The cDNA of SAKT was cloned into the MSCV-IRES-GFP (MIG) to generate retrovirus expression vector. FLAG expression vectors for SAKT full length and AC mutant were generated by restriction enzyme digestion with BamHI-XhoI and PCR-based mutagenesis. The pLKO-shSAKT lentiviral vector (TRC number: TRCN0000176164) was purchased from Open Biosystems. For pLKO-GFP-shSAKT, the GFP marker was replaced by a puromycin resistance cassette subcloned into the BamHI and KpnI sites of pLKO. For luciferase reporter constructs, PCR-amplified murine SAKT promoter fragment from 129/Sv mouse tail genomic DNA was inserted into the XhoI and HindIII sites of pGL3-Basic (Promega).

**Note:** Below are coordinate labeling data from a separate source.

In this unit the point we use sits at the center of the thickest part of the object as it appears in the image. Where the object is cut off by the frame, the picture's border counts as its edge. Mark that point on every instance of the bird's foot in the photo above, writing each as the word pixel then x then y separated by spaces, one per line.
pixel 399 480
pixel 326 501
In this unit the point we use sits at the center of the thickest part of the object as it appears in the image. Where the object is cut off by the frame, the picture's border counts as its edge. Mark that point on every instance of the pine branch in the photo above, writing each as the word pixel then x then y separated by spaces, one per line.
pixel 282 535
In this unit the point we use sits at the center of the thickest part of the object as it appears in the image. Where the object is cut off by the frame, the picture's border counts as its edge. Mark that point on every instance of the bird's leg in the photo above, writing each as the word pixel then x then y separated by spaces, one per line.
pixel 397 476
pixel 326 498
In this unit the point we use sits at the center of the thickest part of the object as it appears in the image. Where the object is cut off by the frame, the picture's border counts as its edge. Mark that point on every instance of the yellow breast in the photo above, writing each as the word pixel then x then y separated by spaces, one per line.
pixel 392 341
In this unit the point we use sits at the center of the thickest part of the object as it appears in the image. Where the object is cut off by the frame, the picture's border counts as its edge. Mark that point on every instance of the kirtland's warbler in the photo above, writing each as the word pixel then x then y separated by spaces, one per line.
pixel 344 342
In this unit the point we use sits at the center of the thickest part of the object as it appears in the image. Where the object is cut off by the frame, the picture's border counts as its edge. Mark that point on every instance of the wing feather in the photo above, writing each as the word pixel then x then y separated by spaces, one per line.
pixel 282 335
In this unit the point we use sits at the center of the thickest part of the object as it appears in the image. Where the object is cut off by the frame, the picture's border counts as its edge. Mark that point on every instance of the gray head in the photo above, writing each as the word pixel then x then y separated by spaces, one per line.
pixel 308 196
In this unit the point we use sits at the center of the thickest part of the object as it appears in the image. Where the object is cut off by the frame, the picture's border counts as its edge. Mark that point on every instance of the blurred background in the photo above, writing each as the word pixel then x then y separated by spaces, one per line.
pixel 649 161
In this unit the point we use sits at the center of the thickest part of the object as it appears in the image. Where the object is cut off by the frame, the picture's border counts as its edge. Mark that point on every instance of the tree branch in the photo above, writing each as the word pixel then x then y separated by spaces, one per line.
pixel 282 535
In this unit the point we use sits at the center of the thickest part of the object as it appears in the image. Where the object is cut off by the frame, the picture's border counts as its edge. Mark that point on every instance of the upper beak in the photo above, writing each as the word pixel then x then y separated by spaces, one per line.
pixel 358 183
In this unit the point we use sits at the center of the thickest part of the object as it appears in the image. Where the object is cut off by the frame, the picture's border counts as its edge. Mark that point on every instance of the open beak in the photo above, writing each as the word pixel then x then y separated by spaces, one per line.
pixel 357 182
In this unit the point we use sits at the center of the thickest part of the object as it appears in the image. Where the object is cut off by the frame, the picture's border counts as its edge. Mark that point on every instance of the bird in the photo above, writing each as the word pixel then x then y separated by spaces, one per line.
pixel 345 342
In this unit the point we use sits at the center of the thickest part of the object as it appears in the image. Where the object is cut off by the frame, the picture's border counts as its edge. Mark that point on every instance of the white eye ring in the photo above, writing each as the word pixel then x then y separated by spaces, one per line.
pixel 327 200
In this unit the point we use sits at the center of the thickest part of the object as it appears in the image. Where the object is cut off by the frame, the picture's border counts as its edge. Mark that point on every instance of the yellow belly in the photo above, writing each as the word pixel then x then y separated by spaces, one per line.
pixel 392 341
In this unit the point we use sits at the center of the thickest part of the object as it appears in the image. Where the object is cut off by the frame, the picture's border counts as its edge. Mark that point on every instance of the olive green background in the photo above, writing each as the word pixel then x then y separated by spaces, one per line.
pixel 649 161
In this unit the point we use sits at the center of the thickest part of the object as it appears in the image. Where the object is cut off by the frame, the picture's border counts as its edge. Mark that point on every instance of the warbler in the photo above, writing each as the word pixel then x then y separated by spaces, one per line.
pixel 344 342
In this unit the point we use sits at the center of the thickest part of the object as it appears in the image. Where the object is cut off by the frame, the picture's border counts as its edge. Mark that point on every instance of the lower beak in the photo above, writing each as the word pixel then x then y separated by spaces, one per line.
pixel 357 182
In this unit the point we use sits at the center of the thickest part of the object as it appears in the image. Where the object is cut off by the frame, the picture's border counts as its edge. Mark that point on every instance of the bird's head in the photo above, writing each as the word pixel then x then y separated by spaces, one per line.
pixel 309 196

Antibodies to panAKT (#4691), phospho-AKTS473 (#4060), phospho-AKTT308 (#2965), PTEN (#9188), FoxO3 (#2497), phospho-FoxO3S253 (#9466), phospho-FoxO3T32 (#9464), mTOR (#2983), phospho-mTORS2448 (#5536), Rictor (#2114), S6 ribosomal protein (#2217), phospho-S6 ribosomal proteinS235/236 (#2211), 4EBP1 (#9644), phospho-4EBP1T37/46 (#2855), PRAS40 (#2691), phospho-PRAS40T246 (#2997), Raptor (#2280), G13L (#3274), ERK1/2 (#9102), STAT3 (#4904), phospho-STAT3Y705 (#9145), PDK1 (#3062), PP2A (#2041), GP130 (#3732), JAK1 (#3344), JAK2 (#3230), p85 (#4257), p110α (#4249), p110 β (#3011), p110γ (#5405) and β-actin (#4970) were from Cell Signaling Technology. Antibodies to SAKT (C14ORF37), PKCα, and phospho-PKCαS657, phospho-ERK1/2T202/204 were from Santa Cruz Biotechnology and FLAG M2 antibody was from Sigma.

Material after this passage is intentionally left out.